Por Chris Brown. (Publicado el 31 de agosto de 2009)
Traducido del inglés. El artículo original se encuentra aquí http://mises.org/daily/3665.
Una reciente huelga sindical de profesores que incluía a economistas y otros miembros de la facultad de empresariales en mi universidad (paradójicamente y aún así, no sorprendentemente liderada por un profesor de economía) me ha hecho considerar las consecuencias pretendidas de estas acciones huelguísticas.
Los economistas son propensos a llamar a las consecuencias de muchas decisiones como “no pretendidas” y por tanto suponen que los actores ignoran verdaderamente estos efectos o si no no elegirían las acciones que las causan. Sin embargo debo atribuir a estos economistas, en tanto que economistas, un conocimiento mínimo de los efectos de sindicatos y huelgas y suponer que sabían los probables resultados de sus acciones. Si no entendían estas consecuencias, sin duda no eran dignos de ser lo que algunos consideran un noble título: economistas.
Por el propio interés político del sindicato, estos economistas están haciendo que casi todos pierdan al ir a la huelga. Van a la huelga para reclamar, entre otras cosas, salarios más altos y más vacaciones pagadas.
¿Cui bono? Es evidente que estos miembros de sindicatos se beneficiarían directamente si se atienden sus demandas. Así que ¿a quién no benefician y cómo? Echemos un vistazo a lo que deben haber pretendido estos economistas. El dinero tiene que tomarse de algún lugar.
Los economistas sindicalizados deben haber entendido que sus acciones podrían hacer que la administración aumente los precios de matrícula para financiar el aumento de la paga solicitado por el sindicato.
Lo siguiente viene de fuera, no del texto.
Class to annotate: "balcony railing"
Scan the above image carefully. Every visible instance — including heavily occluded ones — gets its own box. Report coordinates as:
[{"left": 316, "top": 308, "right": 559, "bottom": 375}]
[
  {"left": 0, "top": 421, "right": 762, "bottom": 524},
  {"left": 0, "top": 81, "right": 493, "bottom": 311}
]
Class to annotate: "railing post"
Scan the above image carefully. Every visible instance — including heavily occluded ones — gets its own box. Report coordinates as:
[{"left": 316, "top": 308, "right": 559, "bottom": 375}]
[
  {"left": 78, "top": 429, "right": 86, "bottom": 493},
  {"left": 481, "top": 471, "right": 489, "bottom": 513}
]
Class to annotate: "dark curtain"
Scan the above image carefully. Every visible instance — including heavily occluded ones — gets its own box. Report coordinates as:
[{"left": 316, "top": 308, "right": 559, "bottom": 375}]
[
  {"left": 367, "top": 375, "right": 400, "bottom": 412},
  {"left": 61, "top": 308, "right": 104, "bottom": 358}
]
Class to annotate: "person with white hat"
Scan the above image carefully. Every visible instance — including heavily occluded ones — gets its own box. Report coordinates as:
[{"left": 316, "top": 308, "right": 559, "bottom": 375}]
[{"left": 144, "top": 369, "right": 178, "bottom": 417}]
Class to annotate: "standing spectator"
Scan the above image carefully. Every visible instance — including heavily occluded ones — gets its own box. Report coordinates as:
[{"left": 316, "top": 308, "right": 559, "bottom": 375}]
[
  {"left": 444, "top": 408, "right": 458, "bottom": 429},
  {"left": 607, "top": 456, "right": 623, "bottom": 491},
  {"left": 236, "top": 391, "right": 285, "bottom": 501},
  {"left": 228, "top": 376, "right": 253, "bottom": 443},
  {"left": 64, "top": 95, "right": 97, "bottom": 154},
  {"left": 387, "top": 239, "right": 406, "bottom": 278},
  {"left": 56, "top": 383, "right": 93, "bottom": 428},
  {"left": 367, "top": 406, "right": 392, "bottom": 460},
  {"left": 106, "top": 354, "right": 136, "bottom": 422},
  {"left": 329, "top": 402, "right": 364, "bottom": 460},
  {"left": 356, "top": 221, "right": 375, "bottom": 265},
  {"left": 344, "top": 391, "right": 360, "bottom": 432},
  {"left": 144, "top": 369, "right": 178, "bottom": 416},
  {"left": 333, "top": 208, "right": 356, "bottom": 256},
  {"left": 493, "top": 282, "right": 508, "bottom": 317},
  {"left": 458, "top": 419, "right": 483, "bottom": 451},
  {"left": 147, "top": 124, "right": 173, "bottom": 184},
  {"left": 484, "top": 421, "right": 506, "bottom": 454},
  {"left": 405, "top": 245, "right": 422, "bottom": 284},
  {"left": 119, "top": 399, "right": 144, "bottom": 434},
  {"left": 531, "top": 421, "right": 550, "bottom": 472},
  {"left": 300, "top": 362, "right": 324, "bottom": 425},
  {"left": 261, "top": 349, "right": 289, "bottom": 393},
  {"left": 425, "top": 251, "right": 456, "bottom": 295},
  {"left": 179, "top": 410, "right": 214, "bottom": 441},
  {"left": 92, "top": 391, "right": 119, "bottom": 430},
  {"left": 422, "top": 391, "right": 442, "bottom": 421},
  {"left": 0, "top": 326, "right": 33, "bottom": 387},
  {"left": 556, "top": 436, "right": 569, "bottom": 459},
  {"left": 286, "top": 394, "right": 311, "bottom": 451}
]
Aún así no todos los estudiantes pagan por igual en Australia. Los estudiantes internacionales suponen un montón de ingresos y pagan tasas mucho más altas. Por tanto, la unión está esencialmente pidiendo a los estudiantes extranjeros que les den más dinero, más dinero para que esos miembros del sindicato puedan irse de vacaciones.
O tal vez los miembros del sindicato pretendían que sus mayores salarios se generen como consecuencia de que otros empleados pierdan sus trabajos. Aunque los profesores no sindicalizados se beneficien de alguna forma de las acciones del sindicato, otros miembros del personal universitario probablemente no. Tal vez sean despedidos, cayendo presa de la consecuencia común de los sindicatos: el desempleo. Tal vez algunos individuos que habrían sido contratados simplemente ya no sean estimados, pues los fondos que pagarían sus salarios irán a los bolsillos del sindicato. Así que los miembros del sindicato están en cierto modo diciendo a la dirección de la universidad que no se expanda y crezca.
Es verdad que los miembros de los sindicatos podrían haber estado pidiendo sencillamente que se redujeran o eliminaran los beneficios de otros: otros miembros del personal podrían tener menores beneficios para que el sindicato pudiera tener más. De cualquier manera, con más vacaciones pagadas, la productividad marginal de todos los trabajadores sindicalizados disminuiría, así que los consumidores (los estudiantes) estarían peor. (Aunque probablemente podría defenderse pagar a los miembros de los sindicatos por no hacer nada, en lugar de formar las mentes de los jóvenes).
Así que, en general, estos economistas sindicalizados pretendían alguna combinación de aumento en las matrículas, menores beneficios de empleado para parte del personal y más paro. Tal vez Murray Rothbard se sorprendería (aunque lo dudo) de que economistas supuestamente bien informados tomen esas decisiones, dado lo que escribió en Man, Economy, and State:
Es seguro que el conocimiento de estas diversas consecuencias de la actividad sindical debilitaría grandemente la adhesión voluntaria de muchos trabajadores y otros a la mística del sindicalismo. (p. 714).
El grado en que estos miembros de sindicatos cualifican como economistas es el grado en que deben pretender conscientemente las consecuencias de sus acciones y por tanto son culpables por ellas. La expresión “consecuencias no buscadas” atribuye con demasiada facilidad ignorancia a las acciones de los sindicalistas. En buena parte, para muchos, incluyendo a estos economistas sindicalizados, las consecuencias deben ser buscadas.
Chris Brown es profesor en la Escuela Empresarial de Posgrado de Australia en la Universidad de Swinburne. También planifica centralizadamente el blog Austro-libertarian.